The Financial Times digital application has been removed from the iTunes App Store after Apple revised its policy to ensure that it could obtain 30% of all subscription fees purchased within the store itself.
As MacRumours reports, the company revised its pricing policy in the App Store Review Guidelines to include this paragraph:
"11.14 Apps can read or play approved content (specifically magazines, newspapers, books, audio, music, and video) that is subscribed to or purchased outside of the app, as long as there is no button or external link in the app to purchase the approved content. Apple will not receive any portion of the revenues for approved content that is subscribed to or purchased outside of the app"
Essentially, this banns leading consumers away from pages inside an application to a company's own independent site, where the customer could purchase subscriptions. If companies did this, Apple wouldn't see any of that subscription money, as the transactions would not go though the Apple App Store.
The Financial Times is not happy with this arrangement.
Hence, in June it released a HTML5 web app, which is designed to run on iPad and iPhone. This allows the company to avoid paying a percentage fee to Apple and also to access data relating which its customers provide in the process of subscribing.

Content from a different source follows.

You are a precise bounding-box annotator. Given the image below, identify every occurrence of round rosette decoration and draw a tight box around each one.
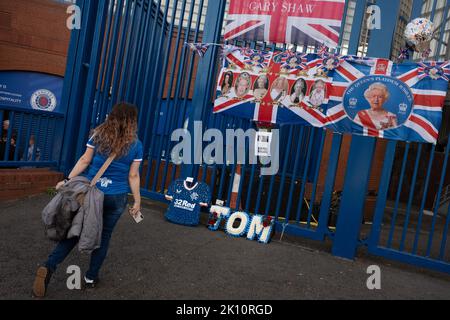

However, as PaidContent reports, during the last year 10% of new digital subscriptions to the F.T. were taken out on iPad, so the fact that the newspaper's application will no longer appear in the App store may be something of a blow to the company.
The publication must convince users to subscribe to the HTML5 application, which simply isn't as convenient has having an application in iTunes, where the many potential subscribers will already have an established account that would allow them to pay and download in seconds.
The Financial Times and their digital subscription growth has often been hailed as an example to the rest of the news industry. Perhaps now they are offering another educational example: don't argue with Apple.